Desde la quincena de abril vienen desarrollando una olla común que funciona tres veces por semana, llegando a las 190 raciones diarias a la fecha de hoy. Todo ello con el apoyo de los vecinos de la Asamblea y de los negocios cercanos: hay dos panaderías que regalan el pan, dos carnicerías que regalan la carne molida y la feria que regala lechugas, zapallos, entre otros. Otra vecina diseña e imprime los afiches, mientras otras difunden. Una vecina con su moto reparte raciones a los pobladores que tienen dificultades para movilizarse. La solidaridad se expresa en voluntad, disposición, acción, y amor al pueblo necesitado.

Repartiendo desayuno en consultorio de Reñaca Alto.
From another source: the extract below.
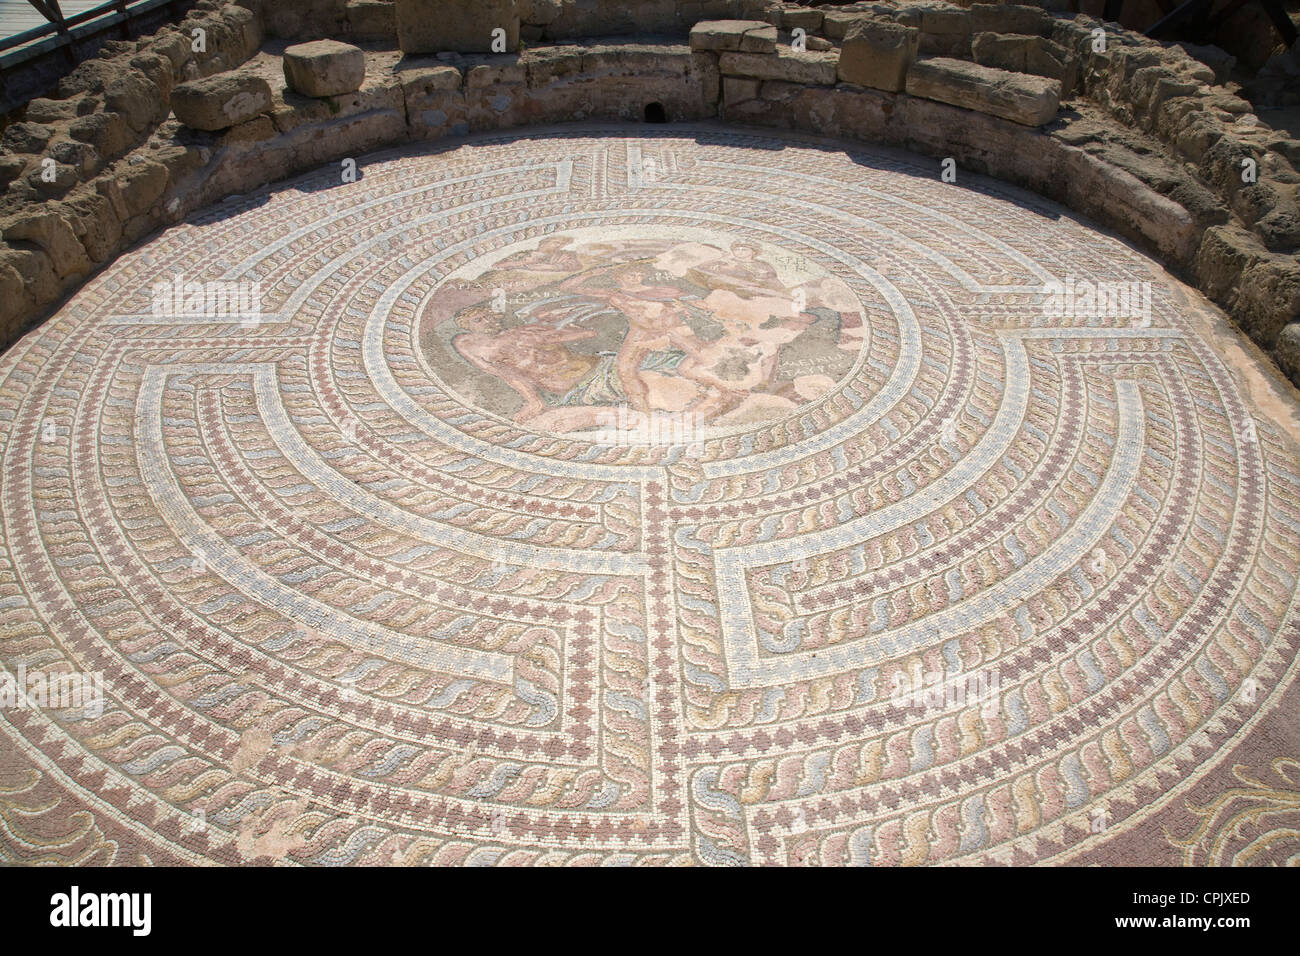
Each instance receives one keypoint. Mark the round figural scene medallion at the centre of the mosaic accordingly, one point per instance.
(621, 331)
Una compañera de la Asamblea Territorial de Reñaca Alto nos cuenta que junto a la olla común se han desplegado nuevas iniciativas, tales como la de repartir desayunos una vez por semana en la cola del consultorio. Esto nació porque una pobladora de la Asamblea, al ir a buscar los remedios de su papá, vio como la gente pasaba frio y hambre mientras hacían la cola para recibir atención. Entonces, se comenzó a pedir apoyo y ahora la panadería dona 50 pancitos para esta acción.
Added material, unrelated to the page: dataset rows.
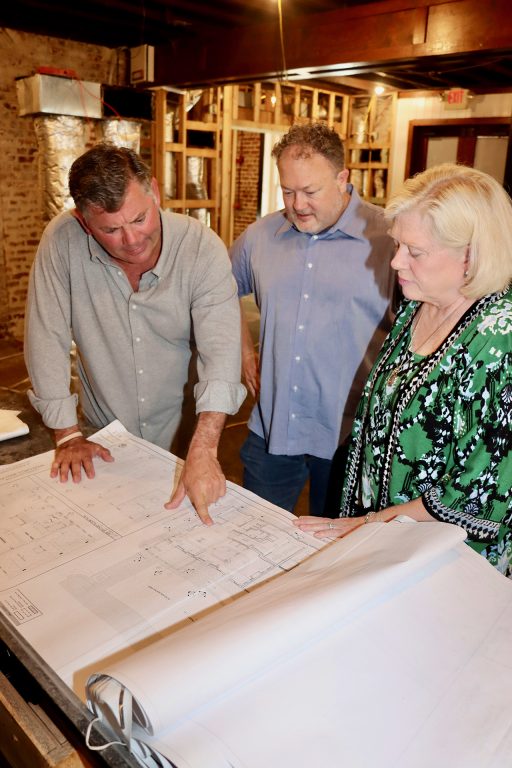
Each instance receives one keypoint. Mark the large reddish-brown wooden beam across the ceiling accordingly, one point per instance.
(339, 42)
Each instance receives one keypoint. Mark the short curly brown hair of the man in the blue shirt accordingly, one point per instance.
(313, 137)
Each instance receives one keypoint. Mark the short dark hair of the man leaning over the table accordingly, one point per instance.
(100, 176)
También se organizó el ropero popular y ahí está el trabajo de los jóvenes, separando por talla la ropa que la gente ha donado en buen estado y haciendo lotes para después ponerlos a disposición. Esperamos que esto sirva en momentos en que el frío del invierno se hace cada vez más presente.

Delivery solidario.

Se han realizado campañas como el “Lukazo”, una colecta para seguir sosteniendo el trabajo, donde se deja una cuenta rut y teléfonos para quienes puedan colaborar, pues parar la olla tiene costos, evidentemente. La compañera que reparte comida con su moto gasta bencina también, por eso es importante hacer el llamado a difundir y ampliar las acciones solidarias. Además, se están organizando canastas familiares mediante la colecta de alimentos no perecibles. Por su parte, la Radio Comunitaria Extremo les apoya publicitando todas sus actividades.

«Lukazo» para «parar» la olla común en Reñaca Alto.
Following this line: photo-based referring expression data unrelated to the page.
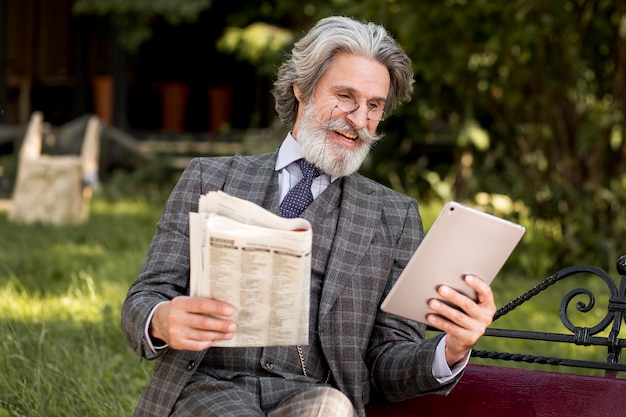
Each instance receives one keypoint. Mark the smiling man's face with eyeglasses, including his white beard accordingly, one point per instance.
(337, 141)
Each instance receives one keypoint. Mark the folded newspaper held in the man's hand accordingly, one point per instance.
(257, 261)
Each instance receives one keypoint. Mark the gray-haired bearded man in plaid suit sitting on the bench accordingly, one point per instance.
(342, 78)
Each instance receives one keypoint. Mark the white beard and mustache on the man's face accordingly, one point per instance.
(329, 156)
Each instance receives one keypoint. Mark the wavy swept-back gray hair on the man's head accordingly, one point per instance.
(312, 55)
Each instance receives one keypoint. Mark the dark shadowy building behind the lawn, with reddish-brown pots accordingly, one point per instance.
(66, 65)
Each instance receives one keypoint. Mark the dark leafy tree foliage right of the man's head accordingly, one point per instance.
(545, 84)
Asimismo, se ha organizado el desarrollo de cooperativas de trabajo, porque la idea es apoyar el emprendimiento en los núcleos familiares, una forma de sustento de las familias populares.

Todo lo descrito llena de ánimo a la Asamblea, pero a la vez se dan cuenta que faltan recursos y manos para seguir sosteniendo este arduo trabajo. Por ello, resulta importante fortalecer la participación en las diversas acciones y en la organización.

El trabajo del ropero popular.

La compañera Aurelia Luco

La vida de la compañera que entrevistamos nos llena de emoción, pues junto con ser parte activa de la Asamblea Territorial de Reñaca Alto hoy, ella fue una activista y organizadora de las ollas comunes de la década de los 80’ en la Población La Legua de San Joaquín, zona sur de Santiago. Además fue defensora de los derechos humanos y sindicales, organizada en la Coordinadora de Derechos Humanos y Sindicales en pleno gobierno de la Junta Militar Fascista. A sus 70 años, Aurelia Luco se mantiene presente en la lucha de ayer y hoy, firme en sus convicciones, ejemplo de mujer popular que se organiza junto al pueblo. Hoy, pese al temor de la pandemia, busca aportar allí donde se encuentra tomándose de la mano de mujeres, de jóvenes, de activistas que comprenden al igual que ella que “la única arma que tenemos los pobres es la organización”, que solo el pueblo ayuda al pueblo y que la lucha continúa.